Posted Mar 2, 2012 15:46 UTC (Fri) by rfunk (subscriber, #4054) [Link]

I think it's a matter of your definition of mixin and ultiple-inheritance. Support for mixins can be a way for an otherwise single-inheritance language to support a form of multiple-inheritance. Does that make it a multiple-inheritance language?

The specific example I'm familiar with is Ruby, which supports mixins ("modules"), but is otherwise an explicitly single-inheritance language. It uses a form of implicit ordered search path/chain to determine which method runs if there are multiple candidates.

PHP 5.4.0 released

Posted Mar 3, 2012 0:24 UTC (Sat) by pboddie (subscriber, #50784) [Link]

Well, if we distinguish between inheritance (meaning the adoption of code, its interfaces and potentially attributes or members from a parent abstraction) and conformance (meaning the adoption of an interface from an abstraction), it seems to me that the latter isn't enough to give you mix-ins. So in Java you traditionally couldn't mix functionality into a class from more than one superclass, but you could declare conformance to a number of interfaces, but that would still leave you with filling in the missing functionality in a concise fashion. Mixing typically implies the involvement of more than one thing, and single inheritance doesn't really provide much scope for that. I suppose that these traits allow the inclusion of code originating from outside any defined conformance hierarchy, which reminds me somewhat of aspect-oriented programming, if I recall the nature of that correctly.

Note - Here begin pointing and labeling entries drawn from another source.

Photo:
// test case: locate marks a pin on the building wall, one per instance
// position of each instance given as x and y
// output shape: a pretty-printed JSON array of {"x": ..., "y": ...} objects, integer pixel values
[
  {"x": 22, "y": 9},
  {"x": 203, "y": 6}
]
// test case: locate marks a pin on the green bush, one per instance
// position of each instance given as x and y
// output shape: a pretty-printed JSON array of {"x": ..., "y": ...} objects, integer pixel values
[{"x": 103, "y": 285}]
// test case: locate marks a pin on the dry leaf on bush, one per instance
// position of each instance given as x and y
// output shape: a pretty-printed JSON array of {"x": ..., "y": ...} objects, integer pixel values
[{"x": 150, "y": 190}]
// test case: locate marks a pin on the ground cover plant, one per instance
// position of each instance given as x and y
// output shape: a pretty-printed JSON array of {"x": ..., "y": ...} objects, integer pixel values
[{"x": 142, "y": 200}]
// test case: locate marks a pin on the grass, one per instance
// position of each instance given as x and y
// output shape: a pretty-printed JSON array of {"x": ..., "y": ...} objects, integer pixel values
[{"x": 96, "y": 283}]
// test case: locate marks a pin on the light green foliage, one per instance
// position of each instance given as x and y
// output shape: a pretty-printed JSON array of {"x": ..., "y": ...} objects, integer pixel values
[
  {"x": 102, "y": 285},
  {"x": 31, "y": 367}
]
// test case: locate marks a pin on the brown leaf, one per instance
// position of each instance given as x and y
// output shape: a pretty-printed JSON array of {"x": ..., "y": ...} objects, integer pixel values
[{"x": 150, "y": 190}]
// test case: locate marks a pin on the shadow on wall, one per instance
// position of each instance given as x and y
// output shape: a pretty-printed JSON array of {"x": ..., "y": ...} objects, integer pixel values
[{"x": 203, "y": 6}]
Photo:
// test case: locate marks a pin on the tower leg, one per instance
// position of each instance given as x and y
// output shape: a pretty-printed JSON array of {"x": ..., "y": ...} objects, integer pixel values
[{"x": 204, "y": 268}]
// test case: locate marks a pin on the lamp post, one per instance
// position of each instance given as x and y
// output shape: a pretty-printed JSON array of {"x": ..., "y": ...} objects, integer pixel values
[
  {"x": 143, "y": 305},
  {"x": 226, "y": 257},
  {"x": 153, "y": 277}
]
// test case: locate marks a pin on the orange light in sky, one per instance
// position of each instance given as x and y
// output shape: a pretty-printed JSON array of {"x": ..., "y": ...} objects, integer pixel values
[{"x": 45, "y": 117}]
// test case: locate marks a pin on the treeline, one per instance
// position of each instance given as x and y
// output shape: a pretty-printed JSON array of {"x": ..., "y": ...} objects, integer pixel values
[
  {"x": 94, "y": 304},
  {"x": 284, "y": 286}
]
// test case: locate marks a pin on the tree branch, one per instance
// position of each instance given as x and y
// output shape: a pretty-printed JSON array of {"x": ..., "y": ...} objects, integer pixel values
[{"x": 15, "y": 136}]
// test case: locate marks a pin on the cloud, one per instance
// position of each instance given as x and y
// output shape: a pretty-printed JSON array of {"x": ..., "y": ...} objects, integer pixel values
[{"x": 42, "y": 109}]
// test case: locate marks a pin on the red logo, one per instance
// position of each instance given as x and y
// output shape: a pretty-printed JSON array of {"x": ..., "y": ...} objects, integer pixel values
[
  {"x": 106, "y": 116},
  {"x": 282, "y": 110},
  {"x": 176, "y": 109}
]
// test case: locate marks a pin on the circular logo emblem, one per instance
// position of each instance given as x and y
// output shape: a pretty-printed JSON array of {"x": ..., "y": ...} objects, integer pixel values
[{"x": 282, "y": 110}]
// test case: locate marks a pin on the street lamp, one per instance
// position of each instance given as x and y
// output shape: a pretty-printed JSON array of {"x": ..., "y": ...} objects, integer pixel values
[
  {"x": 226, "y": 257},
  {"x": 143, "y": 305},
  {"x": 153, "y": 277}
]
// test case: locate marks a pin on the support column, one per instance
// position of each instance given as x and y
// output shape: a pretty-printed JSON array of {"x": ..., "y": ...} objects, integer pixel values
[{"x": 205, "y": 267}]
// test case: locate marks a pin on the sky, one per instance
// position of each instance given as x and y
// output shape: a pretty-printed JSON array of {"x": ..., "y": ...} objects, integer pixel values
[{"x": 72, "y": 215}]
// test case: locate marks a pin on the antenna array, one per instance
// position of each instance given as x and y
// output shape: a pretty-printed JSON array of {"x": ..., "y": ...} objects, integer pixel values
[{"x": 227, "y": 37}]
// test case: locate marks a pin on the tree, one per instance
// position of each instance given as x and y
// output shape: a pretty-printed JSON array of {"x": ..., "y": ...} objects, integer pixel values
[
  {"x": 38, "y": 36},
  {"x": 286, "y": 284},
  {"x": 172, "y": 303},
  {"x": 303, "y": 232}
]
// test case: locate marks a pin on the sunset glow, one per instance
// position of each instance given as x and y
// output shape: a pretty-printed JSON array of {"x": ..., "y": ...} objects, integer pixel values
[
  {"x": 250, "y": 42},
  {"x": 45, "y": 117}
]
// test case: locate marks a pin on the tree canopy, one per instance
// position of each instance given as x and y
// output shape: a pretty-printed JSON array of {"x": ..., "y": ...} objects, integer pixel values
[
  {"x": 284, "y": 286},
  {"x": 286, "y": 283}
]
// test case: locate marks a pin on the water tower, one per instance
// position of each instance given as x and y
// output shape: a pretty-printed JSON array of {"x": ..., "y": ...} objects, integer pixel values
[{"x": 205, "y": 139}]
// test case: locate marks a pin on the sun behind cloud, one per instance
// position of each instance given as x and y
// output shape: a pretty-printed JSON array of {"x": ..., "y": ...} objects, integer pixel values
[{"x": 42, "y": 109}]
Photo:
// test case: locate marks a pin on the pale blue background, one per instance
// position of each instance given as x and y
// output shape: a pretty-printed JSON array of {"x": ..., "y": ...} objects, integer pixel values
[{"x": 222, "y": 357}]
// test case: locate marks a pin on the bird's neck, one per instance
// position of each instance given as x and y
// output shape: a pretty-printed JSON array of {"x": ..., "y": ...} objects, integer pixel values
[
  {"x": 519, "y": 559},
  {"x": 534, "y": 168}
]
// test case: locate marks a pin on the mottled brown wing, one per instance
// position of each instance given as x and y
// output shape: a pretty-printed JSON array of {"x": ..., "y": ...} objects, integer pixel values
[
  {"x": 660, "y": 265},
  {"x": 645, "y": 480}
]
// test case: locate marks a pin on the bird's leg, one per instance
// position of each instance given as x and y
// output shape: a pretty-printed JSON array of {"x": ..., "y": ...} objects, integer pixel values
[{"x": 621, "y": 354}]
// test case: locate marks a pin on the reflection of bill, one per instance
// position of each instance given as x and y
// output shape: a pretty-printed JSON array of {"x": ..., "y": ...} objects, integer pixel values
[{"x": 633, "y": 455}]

I've used mix-ins in Python where multiple inheritance is possible (according to the above definitions), but where you want to avoid method resolution uncertainty or general untidiness, although I'd argue that architectures based on mix-ins can be quite stifling and that other mechanisms exist in Python that are preferable (mostly due to Python's dynamic typing and objects-as-callables support).